Note that if the original three points have coordinates that make denom a very large or very small number, doing the calculation directly might be susceptible to significant numerical error. In that case it might be better to modify it a bit, to avoid dividing by the denominators where they would cancel out anyway:

denom = (x1 - x2)(x1 - x3)(x2 - x3)
a = (x3 * (y2 - y1) + x2 * (y1 - y3) + x1 * (y3 - y2))
b = (x3^2 * (y1 - y2) + x2^2 * (y3 - y1) + x1^2 * (y2 - y3))
c = (x2 * x3 * (x2 - x3) * y1 + x3 * x1 * (x3 - x1) * y2 + x1 * x2 * (x1 - x2) * y3)

and then the coordinates of the vertex are -b / 2a and (c - b^2 / 4a) / denom. There are various other situations that might benefit from "tricks" like this, such as if A is very large or very small, or if C is nearly equal to B^2 / 4A so that their difference is very small, but I think those situations vary enough that a full discussion would be better left for case-by-case followup questions.
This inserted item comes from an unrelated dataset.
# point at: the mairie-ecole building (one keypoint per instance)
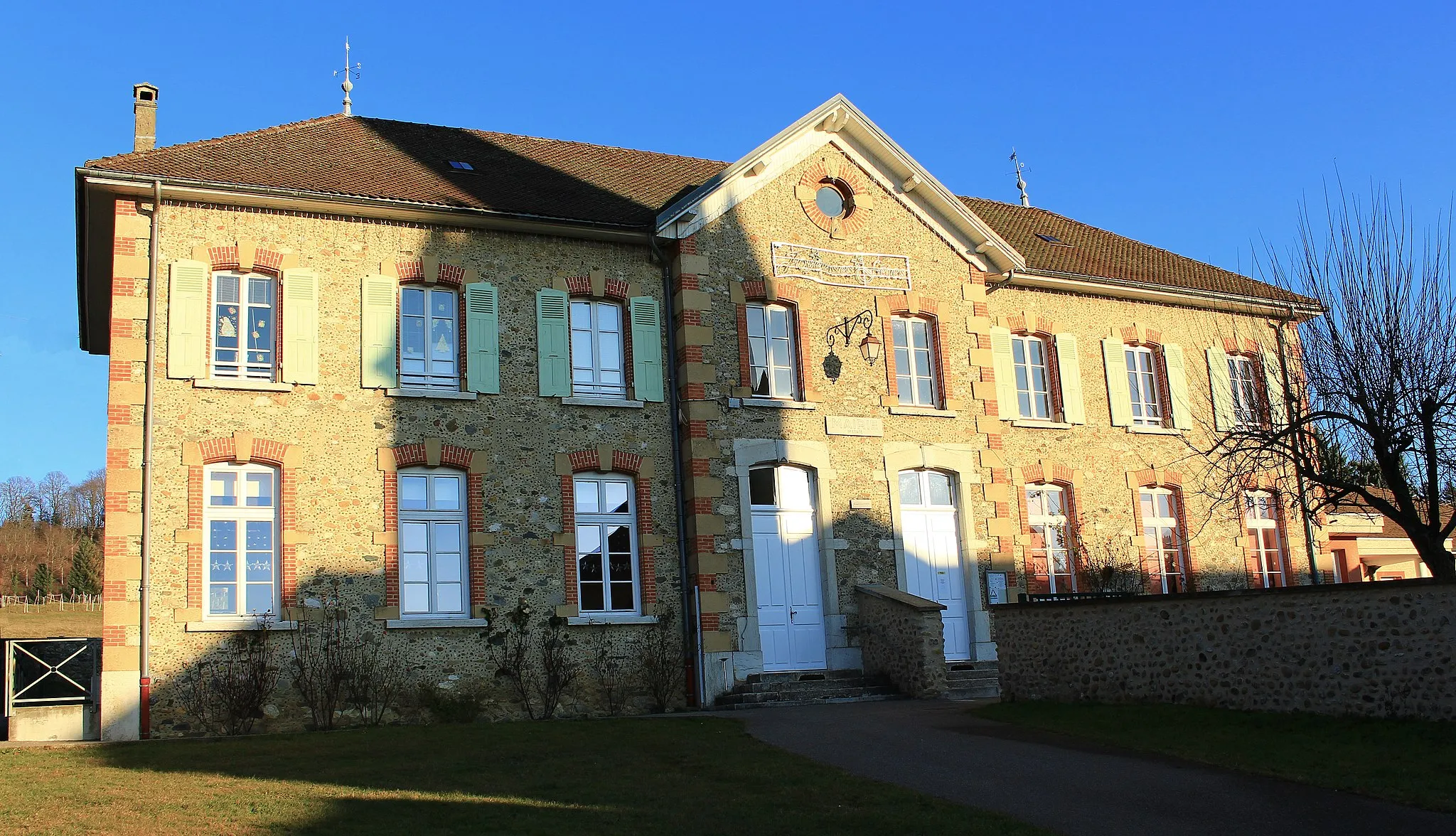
(447, 369)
Converting all of this to code in the language of your choice is left as an exercise for the reader. (It should be pretty trivial in any language that uses standard infix operator syntax, e.g. as AZDean showed in C#.)

---

¹In the initial version of the answer I thought this would be obvious, but it seems there are a lot of people who like having it mentioned explicitly.

Answer 4

I've done something similar to @piSHOCK's answer, also based on @AZDean's code. If you need to run it heavily (or to use it in Matlab like me), this might be the fastest one.
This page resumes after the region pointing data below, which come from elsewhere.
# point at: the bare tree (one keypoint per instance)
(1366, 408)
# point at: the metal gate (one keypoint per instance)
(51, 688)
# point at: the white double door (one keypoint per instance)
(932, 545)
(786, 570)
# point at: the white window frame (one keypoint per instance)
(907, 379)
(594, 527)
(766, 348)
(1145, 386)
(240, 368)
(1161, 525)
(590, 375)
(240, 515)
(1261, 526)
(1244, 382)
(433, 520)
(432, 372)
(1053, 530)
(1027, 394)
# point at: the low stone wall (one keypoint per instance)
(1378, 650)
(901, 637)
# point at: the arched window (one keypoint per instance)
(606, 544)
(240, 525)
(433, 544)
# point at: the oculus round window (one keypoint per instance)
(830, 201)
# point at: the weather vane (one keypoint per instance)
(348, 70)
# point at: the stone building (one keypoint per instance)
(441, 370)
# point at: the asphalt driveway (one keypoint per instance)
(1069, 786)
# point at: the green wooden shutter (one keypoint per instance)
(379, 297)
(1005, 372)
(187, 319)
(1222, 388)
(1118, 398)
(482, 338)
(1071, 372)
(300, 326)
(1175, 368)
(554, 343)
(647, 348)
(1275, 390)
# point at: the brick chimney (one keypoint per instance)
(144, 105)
My assumption is that x1 == -1, x2 == 0, x3 == 1.

a = y2 - ( y1 + y3) / 2   % opposite signal compared to the original definition of A
b = (y3 - y1) / 4         % half of the originally defined B

xExtr = b / a
yExtr = y2 + b * yExtr    % which is equal to y2 + b*b / a

Answer 5

Running at https://ideone.com/y0SxKU

#include <iostream>
using namespace std;
// calculate the vertex of a parabola given three points
// https://stackoverflow.com/q/717762/16582

// @AZDean implementation with given x values

void CalcParabolaVertex(int x1, int y1, int x2, int y2, int x3, int y3, double& xv,  double& yv)
{
    double denom = (x1 - x2) * (x1 - x3) * (x2 - x3);
    double A     = (x3 * (y2 - y1) + x2 * (y1 - y3) + x1 * (y3 - y2)) / denom;
    double B     = (x3*x3 * (y1 - y2) + x2*x2 * (y3 - y1) + x1*x1 * (y2 - y3)) / denom;
    double C     = (x2 * x3 * (x2 - x3) * y1 + x3 * x1 * (x3 - x1) * y2 + x1 * x2 * (x1 - x2) * y3) / denom;

    xv = -B / (2*A);
    yv = C - B*B / (4*A);
}

// @piSHOCK immplementation assuming regular x values ( wrong!!! )
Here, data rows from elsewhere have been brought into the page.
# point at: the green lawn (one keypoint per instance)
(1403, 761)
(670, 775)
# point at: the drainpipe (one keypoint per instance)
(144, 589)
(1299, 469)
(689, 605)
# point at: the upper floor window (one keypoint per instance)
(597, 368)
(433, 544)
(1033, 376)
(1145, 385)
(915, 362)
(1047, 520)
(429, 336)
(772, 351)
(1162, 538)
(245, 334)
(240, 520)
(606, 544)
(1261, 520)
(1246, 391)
void CalcParabolaVertex2( int y1, int y2, int y3, double& xv,  double& yv)
{
double d1 = y1 - y2;
double d2 = y1 - y3;

double a =    -d1 + 0.5 * d2;
double b = 2 * d1 - 0.5 * d2;
double c = -y1;

xv =    -0.5      * b / a;
yv = c - 0.25 * b * b / a;  
}

// corrected immplementation assuming regular x values

void CalcParabolaVertex3( int y1, int y2, int y3, double& xv,  double& yv)
{
double d1 = y1 - y2;
double d2 = y1 - y3;

double a = d1 - 0.5 * d2;
double b = -2 * d1 + 0.5 * d2;
double c = y1;

xv =    -0.5      * b / a;
yv = c - 0.25 * b * b / a;  
}


int main() {
    double xv, yv;
    CalcParabolaVertex( 0, 100, 1, 500, 2, 200, xv, yv );
    cout << xv <<" "<< yv << "\n";
    CalcParabolaVertex2( 100, 500, 200, xv, yv );
    cout << xv <<" "<< yv << "\n";
    CalcParabolaVertex3( 100, 500, 200, xv, yv );
    cout << xv <<" "<< yv << "\n";
    return 0;
}

I have added a couple of unit tests for negative going peaks: running live at https://ideone.com/WGK90S

Answer 6

Thanks David, I converted your pseudocode to the following C# code:

public static void CalcParabolaVertex(int x1, int y1, int x2, int y2, int x3, int y3, out double xv, out double yv)
{
    double denom = (x1 - x2) * (x1 - x3) * (x2 - x3);
    double A     = (x3 * (y2 - y1) + x2 * (y1 - y3) + x1 * (y3 - y2)) / denom;
    double B     = (x3*x3 * (y1 - y2) + x2*x2 * (y3 - y1) + x1*x1 * (y2 - y3)) / denom;
    double C     = (x2 * x3 * (x2 - x3) * y1 + x3 * x1 * (x3 - x1) * y2 + x1 * x2 * (x1 - x2) * y3) / denom;

    xv = -B / (2*A);
    yv = C - B*B / (4*A);
}

This is what I wanted. A simple calculation of the parabola's vertex. I'll handle integer overflow later.